Association of Insomnia with Functional Outcomes Relevant to Daily Behaviors and Sleep-Related Quality of Life among First Nations People in Two Communities in Saskatchewan, Canada

Clocks & Sleep 2024, 6(4), 578-588; https://doi.org/10.3390/clockssleep6040039
by Chandima P. Karunanayake 1,*, James A. Dosman 1,2, Najib Ayas 3, Mark Fenton 2, Jeremy Seeseequasis 1, Reynaldo Lindain 4, Warren Seesequasis 5, Kathleen McMullin 1, Meera J. Kachroo 1,6, Vivian R. Ramsden 7, Malcolm King 6, Sylvia Abonyi 6, Shelley Kirychuk 1,2, Niels Koehncke 1,2, Robert Skomro 2 and Punam Pahwa 1,6
Reviewer 1: Anonymous
Reviewer 2: Anonymous
Clocks & Sleep 2024, 6(4), 578-588; https://doi.org/10.3390/clockssleep6040039
Submission received: 21 August 2024 / Revised: 8 October 2024 / Accepted: 10 October 2024 / Published: 12 October 2024
(This article belongs to the Section Disorders)

Round 1

Reviewer 1 Report

Comments and Suggestions for Authors

This paper investigated the association between insomnia and functional outcomes relevant to daily behaviors and sleep-related quality of life. They concluded that clinical insomnia was significantly associated with functional impairments. This study is worth publishing but reviewer has several questions. 1. There is no significant difference of sleep duration between subjects who had functional impairment and those with no impairments. I wonder why there is no difference. Please make discussion on this point. 2. Authors defined clinical insomnia based on insomnia severity index, but this paper made no descriptions in details of this index. Please add explanation for this index, though in brief. 3. There are marked interindividual variations among optimal sleep duration. If optimal sleep duration of a person was 11 hours, this person felt insomnia when he/she took 9-hour-sleep. This comment is related to my former questions of 1 and 2. Please made description on the variations of optimal sleep duration.  

Author Response

Reviewer 1-Comment 1:

  1. There is no significant difference of sleep duration between subjects who had functional impairment and those with no impairments. I wonder why there is no difference. Please make discussion on this point.

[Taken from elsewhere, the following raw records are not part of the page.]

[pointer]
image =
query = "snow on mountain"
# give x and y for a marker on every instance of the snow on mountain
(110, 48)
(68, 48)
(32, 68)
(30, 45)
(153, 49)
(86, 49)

Response to Reviewer 1-Comment 1:

In response to the reviewer’s comment, we performed a detailed analysis of sleep duration and functional outcomes.

The National Sleep Foundation is recommended 7-9 hours as the optimal sleep duration for adults [20]. Sleep duration can be categorized into 3 groups: short sleep duration (<7 hours); normal sleep duration (7-9 hours); and long sleep duration (>9 hours).

20: Hirshkowitz M, Whiton K, Albert SM, Alessi C, Bruni O, DonCarlos L, Hazen N, Herman J, Hillard PJA, Katz ES, Kheirandish-Gozal L, Neubauer DN, O’Donnell AE, Ohayon M, Peever J,Rawding R, Sachdeva RC, Setters B, Vitiello MV, Ware JC, National Sleep Foundation’s updated sleep duration recommendations: final report. Sleep Health 2015; 1(4):233-243.

We looked at the mean FOSQ values within the three sleep groups (short sleep, optimal sleep and long sleep).

Sleep Hours

N

Mean FOSQ

Std. Deviation

Minimum

Maximum

<7 hours

81

16.78

3.29

6.25

20.00

7-9 hours

147

17.42

2.90

5.33

20.00

>9 hours

73

17.57

2.37

18.13

20.00

There are slight mean differences of FOSQ among the three sleep groups (short, optimal and long), however, three groups are not statistically significant (p=0.175). The variability of FOSQ is lowest in the long sleep duration group.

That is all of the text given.